While the documentary does add a little flair to the Ross we know and love, portraying him as somewhat of a PBS Casanova in the heady television art instructor scene (a portrayal ripe for a Christopher Guest script), his image comes out even more immortalized in goodness. The villains who come in to give credence to the sinister score are Annette and Walt Kowalski, who, according to the film, went from being Ross's early business partners, to greedy, maniacal money grabbers who would stop at nothing until they had everything.
Over a dozen individuals purportedly declined to participate in the making of the film because they feared legal retribution from the Kowalskis, whom the doc paints as incredibly litigious individuals in the pursuit of protecting the Bob Ross Inc. (BRI) empire that they now own. Steve Ross, Ross' son, is portrayed as having been completely cut out of his father's estate by the Kowalskis. Ross on his death bed apparently was trying to prevent that fate, refusing to sign any further legal documents with the Kowalskis, and leaving a will granting Steve 49% of his estate. He also married his nurse, Lynda, whom he had only known for a few months, as an attempt at a line of defense. Regardless, the Kowalskis were successful at their ultimate posthumous grab of everything by suing Lynda and Ross' brother Jimmi Cox in 1997, who owned the other 51% of the estate via Ross's will, and settled with the Kowlskis relinquishing ownership. Cox also declined to participate in the documentary "citing fear of being sued."
The Kowalskis are also shown as infringing on the kingdoms of other art instructors, by stealing their approaches and regurgitating them for their own shows or cornering them out of art supply markets. The Kowlaskis refused to participate in the documentary outside of a letter denying their relationship with Ross was "fractured at any point" and warning of legal action. BRI has reached out to publications who have reviewed the film as well, saying, "Bob Ross Inc. takes strong issue with the inaccurate and heavily slanted portrayal of our company in the Netflix film," and adding, "At no time did they pose specific questions to Bob Ross Inc. or ask for any form of rebuttal to specific assertions they had decided to include in the film."

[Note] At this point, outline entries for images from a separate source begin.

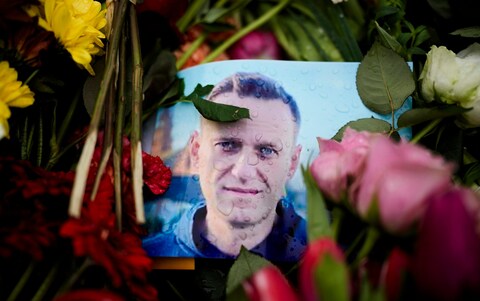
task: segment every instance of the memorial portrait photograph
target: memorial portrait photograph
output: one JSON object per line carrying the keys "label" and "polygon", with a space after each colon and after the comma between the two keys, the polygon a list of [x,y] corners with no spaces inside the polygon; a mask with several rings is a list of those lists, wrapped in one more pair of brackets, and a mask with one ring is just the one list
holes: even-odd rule
{"label": "memorial portrait photograph", "polygon": [[375,115],[356,94],[356,67],[229,61],[182,71],[185,94],[212,85],[204,101],[246,108],[249,118],[212,121],[180,102],[145,123],[145,151],[172,170],[166,193],[145,200],[147,253],[233,259],[243,246],[298,260],[307,245],[301,166],[318,154],[316,137]]}

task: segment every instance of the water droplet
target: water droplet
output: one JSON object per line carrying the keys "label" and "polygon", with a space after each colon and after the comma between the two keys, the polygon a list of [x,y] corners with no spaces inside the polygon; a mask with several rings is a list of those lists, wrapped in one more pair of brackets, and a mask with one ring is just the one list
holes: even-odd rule
{"label": "water droplet", "polygon": [[213,168],[218,171],[224,171],[225,169],[228,168],[228,163],[223,160],[215,160],[213,162]]}
{"label": "water droplet", "polygon": [[233,203],[231,201],[219,201],[217,203],[217,209],[223,215],[229,216],[233,211]]}
{"label": "water droplet", "polygon": [[337,104],[335,106],[335,110],[337,110],[337,112],[339,113],[348,113],[350,112],[350,108],[344,104]]}
{"label": "water droplet", "polygon": [[232,135],[232,137],[237,137],[238,134],[239,134],[238,128],[233,128],[233,129],[230,131],[230,135]]}
{"label": "water droplet", "polygon": [[258,164],[258,156],[257,155],[248,155],[247,164],[251,166],[255,166]]}

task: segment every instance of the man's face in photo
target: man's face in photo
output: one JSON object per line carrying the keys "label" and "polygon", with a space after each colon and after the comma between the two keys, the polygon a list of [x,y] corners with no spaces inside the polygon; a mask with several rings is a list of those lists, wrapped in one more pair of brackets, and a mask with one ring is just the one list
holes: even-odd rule
{"label": "man's face in photo", "polygon": [[251,225],[270,214],[285,195],[298,165],[296,124],[282,100],[217,96],[218,103],[245,107],[251,119],[233,123],[202,120],[191,144],[208,214],[231,224]]}

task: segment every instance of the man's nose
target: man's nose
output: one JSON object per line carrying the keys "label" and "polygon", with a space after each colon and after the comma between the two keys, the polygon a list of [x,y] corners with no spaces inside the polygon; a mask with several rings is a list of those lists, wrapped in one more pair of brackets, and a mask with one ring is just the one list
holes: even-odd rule
{"label": "man's nose", "polygon": [[248,180],[255,177],[258,158],[254,154],[242,153],[233,163],[232,174],[240,180]]}

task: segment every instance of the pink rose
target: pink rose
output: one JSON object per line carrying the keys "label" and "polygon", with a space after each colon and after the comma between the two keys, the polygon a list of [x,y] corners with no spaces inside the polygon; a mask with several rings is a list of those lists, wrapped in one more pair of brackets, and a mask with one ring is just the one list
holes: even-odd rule
{"label": "pink rose", "polygon": [[452,164],[427,149],[379,137],[352,185],[350,201],[360,216],[379,217],[386,230],[403,233],[423,215],[431,197],[451,187],[452,172]]}
{"label": "pink rose", "polygon": [[250,301],[297,301],[287,278],[275,266],[266,266],[242,283]]}
{"label": "pink rose", "polygon": [[280,45],[277,38],[269,31],[252,31],[229,50],[228,55],[231,59],[270,59],[278,60],[281,58]]}
{"label": "pink rose", "polygon": [[318,138],[320,154],[310,172],[320,190],[332,201],[347,196],[352,179],[358,177],[368,154],[370,141],[379,134],[357,132],[347,128],[341,142]]}
{"label": "pink rose", "polygon": [[[345,274],[345,278],[336,279],[341,281],[337,282],[336,288],[343,286],[343,289],[340,291],[335,291],[335,287],[319,283],[328,283],[328,279],[323,278],[327,276],[325,273],[320,274],[323,276],[317,273],[317,269],[324,265],[327,257],[333,261],[333,264],[330,263],[329,265],[330,268],[334,268],[337,271],[339,269],[347,271],[343,251],[333,239],[323,237],[310,242],[302,257],[299,270],[299,285],[302,292],[302,300],[315,301],[321,300],[322,298],[327,300],[346,300],[346,297],[349,296],[350,282],[348,273]],[[329,274],[328,277],[331,277],[331,274]],[[327,296],[330,298],[327,298]]]}
{"label": "pink rose", "polygon": [[412,272],[435,300],[479,300],[480,238],[466,206],[469,194],[455,188],[432,199],[419,228]]}

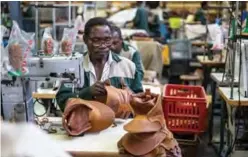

While digesting what happened to America's minister of calm and high priest of happy little trees is difficult, it's important to recognize that we live in a society that wants to wildly consume art, but not value the artist. The Kowalskis might be the villains of Ross's story, but they are also a metaphor for the corporate greed that often bulldozes art. For every great new painter, there's a think tank wanting to turn their images into wall art for dorm rooms sold at Urban Outfitters. For every aspiring new chanteuse, there is a paywall at places like Spotify that make them trade exposure for fair royalties. The Bob Ross story is a reminder to read your contract three times, and then have a lawyer read it. Stories like these are the reasons why famous musicians tried to band together to make Tidal successful, and why a Banksy print self-destructed in front of an entire auction room after selling for $1.4 million. It's the reason why a banana was sold for $120,000 at Art Basel — they're all examples of challenges to the questions of who really owns art to begin with.
There is a thin line between the artist creating things to be consumed, and the consumer gorging on the artist as a product. Unfortunately for Steve Ross, the Kowalskies won. The wonderland of BobRoss.com is entirely owned by the Kowalskis, down to every coffee mug and waffle maker. But let what happened to Bob Ross be a reminder that art and artistry must be protected. We need stronger laws and fairer royalty structures; attempts at exploitation should not be such a given. Ultimately the documentary attempts to squeeze a drop of happiness into the ending, showing that Steve is still carrying on his father's legacy by teaching the joy of painting, and zeroing in on the happiness that Ross's show brought into people's homes. It's the silver linings kind of outlook Ross would probably want, but then again, he probably also would have wanted his kid to have the rights to his estate and likeness.